The TGMI are pleased to announce a new software tool, DECoN, that we have made available. We have also published a paper detailing the development, evaluation and implementation of DECoN in Wellcome Open Research today.
DECoN is an acronym for Detection of Exon Copy Number variants. DECoN allows a tricky class of gene mutation, known as exon CNVs, to be automatically detected through analysis of gene panel sequencing data. Typically, most labs use an entirely separate test to detect this type of mutation. Inevitably this adds time and cost, and such tests are not available for all genes.
Genes can be mutated in many different ways
The most common way for genes to be mutated is through one letter of DNA being swapped for a different letter. These are called ‘substitutions’. Deletions or insertions of a few letters of DNA also occur not uncommonly. These are called ‘indels’.
We all have hundreds of substitutions and indels and most are innocuous. But if they occur at critical points in critical genes these mutations cause genetic conditions. Together they are the predominant mutation types that cause genetic disease.
There are, though, many other mutation types and ways in which gene function can be altered. Although rarer, these are still very important, not least because they can also lead to genetic conditions.
Exon CNVs are an important cause of genetic conditions
Exon CNVs are an example of these less common, but important, mutation types.
Genes are made up of blocks, called exons, as I described in a previous blog. Sometimes, one or more whole exons are deleted or duplicated. Several different terms are used to describe this mutation type. We use the term ‘exon copy number variant’, and the short term ‘exon CNV’.
Exon CNVs typically lead to the gene code becoming scrambled and they often stop the gene working at all. We have two copies of each gene so this doesn’t necessarily cause any major problems.
But exon CNVs that occur in human disease genes are an important cause of genetic conditions. For example, about 10 percent of BRCA1 cancer causing mutations are exon CNVs.
Exon CNVs are tricky to detect
DNA sequence can easily and accurately be analysed to detect substitutions and small indels. Exon CNVs have been more challenging to detect, for many different reasons, which we discuss in the DECoN paper.
In the research setting, this has led to exon CNVs typically being ignored. In the clinical setting, this is simply not acceptable for genes like BRCA1. As a result, many different methods to detect exon CNVs have been developed and deployed.
In my lab, we have mostly used MLPA to identify exon CNVs. Whilst accurate, it is costly, only suitable for small numbers of samples and is a separate test that needs to be done in addition to our sequencing test.
Accurate detection of exon CNVs in sequence data is now achievable
Rapid, accurate, high-throughput detection of exon CNVs has been a headache and a bottleneck in our desire to deliver fast, affordable, BRCA gene testing. Ideally, we wanted to be able to use the DNA sequence data being generated to detect substitutions and indels to also detect exon CNVs. This would allow us to have an integrated, single pipeline for all three mutation types.

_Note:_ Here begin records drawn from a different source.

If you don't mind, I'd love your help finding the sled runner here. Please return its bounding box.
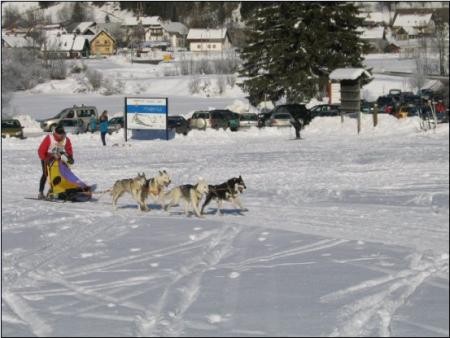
[47,159,93,202]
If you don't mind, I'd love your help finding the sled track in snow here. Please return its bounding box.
[135,225,242,337]
[320,254,448,337]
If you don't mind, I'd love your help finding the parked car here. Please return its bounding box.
[167,115,190,135]
[209,109,239,131]
[58,119,86,135]
[108,116,125,134]
[377,96,397,114]
[188,110,211,130]
[2,119,25,139]
[310,104,341,118]
[394,106,409,119]
[239,113,258,128]
[40,105,98,131]
[272,103,312,126]
[266,113,293,127]
[258,110,272,128]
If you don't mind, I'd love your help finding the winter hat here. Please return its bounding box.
[55,126,66,135]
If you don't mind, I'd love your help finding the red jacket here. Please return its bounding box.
[38,135,73,161]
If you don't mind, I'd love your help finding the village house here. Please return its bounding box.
[163,21,189,48]
[392,12,434,40]
[66,21,97,35]
[360,26,388,53]
[41,34,93,58]
[358,11,392,27]
[90,30,117,56]
[186,28,232,52]
[123,16,164,41]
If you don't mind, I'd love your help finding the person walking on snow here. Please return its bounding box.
[289,117,303,139]
[38,126,74,199]
[99,110,108,146]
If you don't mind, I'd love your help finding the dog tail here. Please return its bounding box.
[93,188,112,199]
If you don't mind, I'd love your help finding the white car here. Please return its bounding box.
[189,110,211,130]
[266,113,294,127]
[239,113,258,128]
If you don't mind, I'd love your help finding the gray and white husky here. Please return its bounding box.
[110,173,148,211]
[163,179,208,217]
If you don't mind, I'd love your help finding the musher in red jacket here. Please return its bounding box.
[38,126,74,199]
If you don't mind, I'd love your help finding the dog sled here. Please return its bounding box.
[47,159,93,202]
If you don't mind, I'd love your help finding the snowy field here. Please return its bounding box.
[1,54,449,337]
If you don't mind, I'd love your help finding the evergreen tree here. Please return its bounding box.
[240,2,367,104]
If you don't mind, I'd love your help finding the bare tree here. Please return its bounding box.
[433,20,449,76]
[2,5,23,29]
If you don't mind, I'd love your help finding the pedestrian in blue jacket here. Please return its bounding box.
[99,110,108,146]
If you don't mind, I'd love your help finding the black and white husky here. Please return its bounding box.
[201,176,247,214]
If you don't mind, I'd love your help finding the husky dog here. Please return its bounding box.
[163,179,208,217]
[201,176,247,214]
[111,173,148,211]
[144,170,172,206]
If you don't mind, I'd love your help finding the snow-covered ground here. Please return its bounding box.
[1,54,449,337]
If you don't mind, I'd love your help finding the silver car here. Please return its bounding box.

Fortunately for us, Vincent Plagnol and his collaborators had developed an algorithm called ExomeDepth that can do this. Several TGMI investigators have been exploring the use of ExomeDepth to detect exon CNVs in gene panel data in the clinical setting. It works really well. Not yet perfectly, but very very well.

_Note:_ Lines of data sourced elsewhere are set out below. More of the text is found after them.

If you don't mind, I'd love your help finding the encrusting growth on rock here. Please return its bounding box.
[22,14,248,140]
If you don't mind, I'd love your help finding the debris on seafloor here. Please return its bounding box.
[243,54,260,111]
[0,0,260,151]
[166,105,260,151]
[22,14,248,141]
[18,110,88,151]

DECoN is a fast, accurate, exon CNV detection tool
My own group, together with Gerton Lunter’s group at The Wellcome Trust Centre for Human Genetics have focused on making a free, easy-to-use tool that optimises ExomeDepth for the clinical setting. DECoN uses the sequence data generated from the cancer gene panel that we run on 96 samples each week to generate exon CNV calls. This is fully automated and only adds 30 mins to the end of the analysis step for all 96 samples. We do confirm exon CNVs detected by DECoN by MLPA.
DECoN is very good, though there is also room for improvement, as we discuss in the paper. After undertaking 1000s of simulated and experimental evaluations we have implemented DECoN in our clinical testing lab, and its use has been approved by our accreditation body, UKAS.

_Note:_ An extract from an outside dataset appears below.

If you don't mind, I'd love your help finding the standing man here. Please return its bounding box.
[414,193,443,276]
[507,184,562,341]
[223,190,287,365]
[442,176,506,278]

DECoN has been central to our ability to roll out fast, affordable, routine cancer gene testing.
DECoN is freely available
One of the TGMI’s aims is to develop and validate flexible processes that maximise the research and clinical utilities of genetic testing. DECoN is an example of an output of this aim. To facilitate its clinical usefulness we have made an easy-to-install, packaged version available at www.icr.ac.uk/decon together with comprehensive documentation.
We have also made DECoN available on GitHub for the research user.
We hope DECoN will be useful to many, and would be happy to receive any comments or feedback.
Image: DECoN picture showing a BRCA1 exon CNV. BRCA1 contains 24 exons. Exons 8 through 13 are deleted (in red) in this sample. See our paper for more details.